Nach 210 km suchen wir uns den ersten "Bauer Horst" und wie erhofft könen wir hinter dem Haus auf einer Wiese neben dem Acker der Saatkartoffeln versteckt unser Zelt aufschlagen. Dass Woda Wasser heisst, lernen wir im ersten Gespräch, aber eigentlich kennen wir das Wort noch aus dem damaligen Russischunterricht, aber wir befinden uns ja erst einmal in Polen. Zum ersten Mal wird ein grosser Teil der Ausrüstung auf Tauglichkeit getestet und außer dem Fakt, dass uns drei Heringe im neugekauften Zelt fehlen, müssen wir feststellen, dass wir trotz des Stresses nichts schwerwiegendes vergessen haben. Wir haben sogar zwei Hocker zum Sitzen. Selbst unsere Lieblingsmusik können wir abends oder morgens mit Hilfe eines MP3 Players, zweier Boxen und zweier eingebauter 12Volt-Steckdosen hören - und alles funktioniert. Das ist doch wirklich toll, oder?

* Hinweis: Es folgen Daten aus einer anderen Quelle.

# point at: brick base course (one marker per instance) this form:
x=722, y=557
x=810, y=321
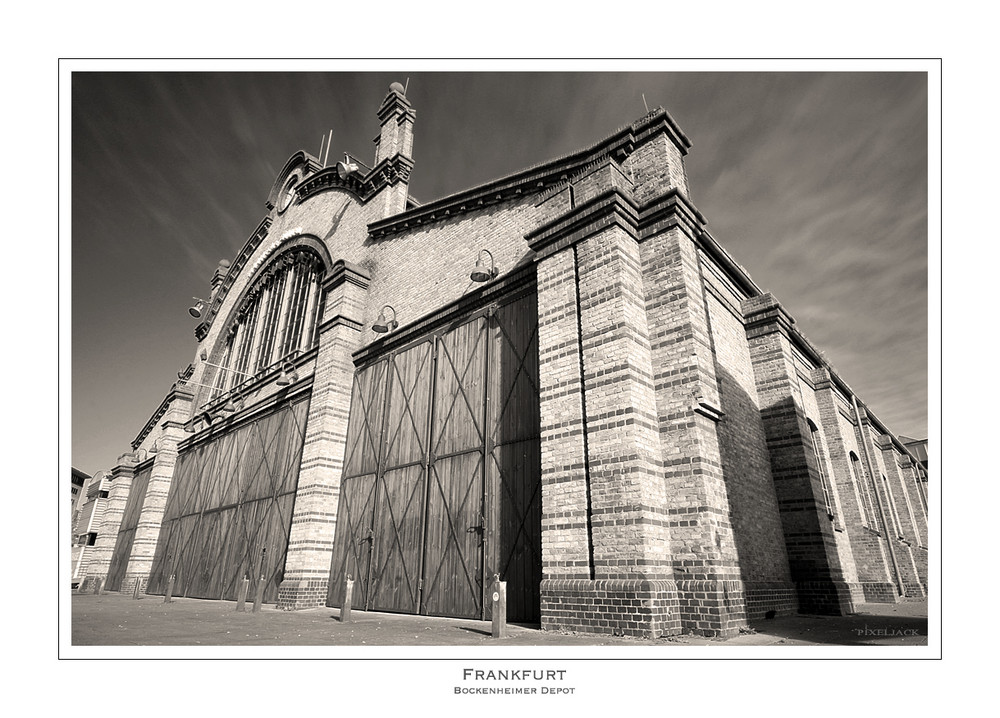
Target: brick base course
x=880, y=592
x=302, y=594
x=626, y=607
x=825, y=597
x=762, y=597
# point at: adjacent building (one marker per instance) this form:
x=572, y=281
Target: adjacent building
x=558, y=379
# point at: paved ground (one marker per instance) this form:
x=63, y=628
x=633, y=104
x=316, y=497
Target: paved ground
x=117, y=620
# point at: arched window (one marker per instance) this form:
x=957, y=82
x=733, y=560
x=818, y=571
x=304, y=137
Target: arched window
x=821, y=466
x=277, y=318
x=892, y=508
x=864, y=493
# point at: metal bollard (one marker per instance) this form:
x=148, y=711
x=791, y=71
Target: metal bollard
x=258, y=595
x=241, y=595
x=499, y=607
x=345, y=609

Am nächsten Morgen packen wir alle Kisten noch einmal gründlichst um und so landen alle schweren Mitbringsel so weit wie möglich unten, den einzigen vollen 5 Liter Benzinkanister kippe ich in den Tank und am Ende habe ich in meiner Topkiste noch so viel Platz, um den grossen 10 Liter Kanister darin zu verstecken. Dann wird aufgesattelt, die Gitarre kommt jetzt direkt hinter meinen Rücken, wo der grosse Kanister sass, die Enkel von "Bauer Horst" wollen noch einmal aufs Mopped - auch kein Problem. Dann gibt's noch zweimal laut "Dschenkuje" zu hören ("Danke") und unsere Krads rollen wieder, diesmal deutlich sicherer in der Strassenlage, gen Osten.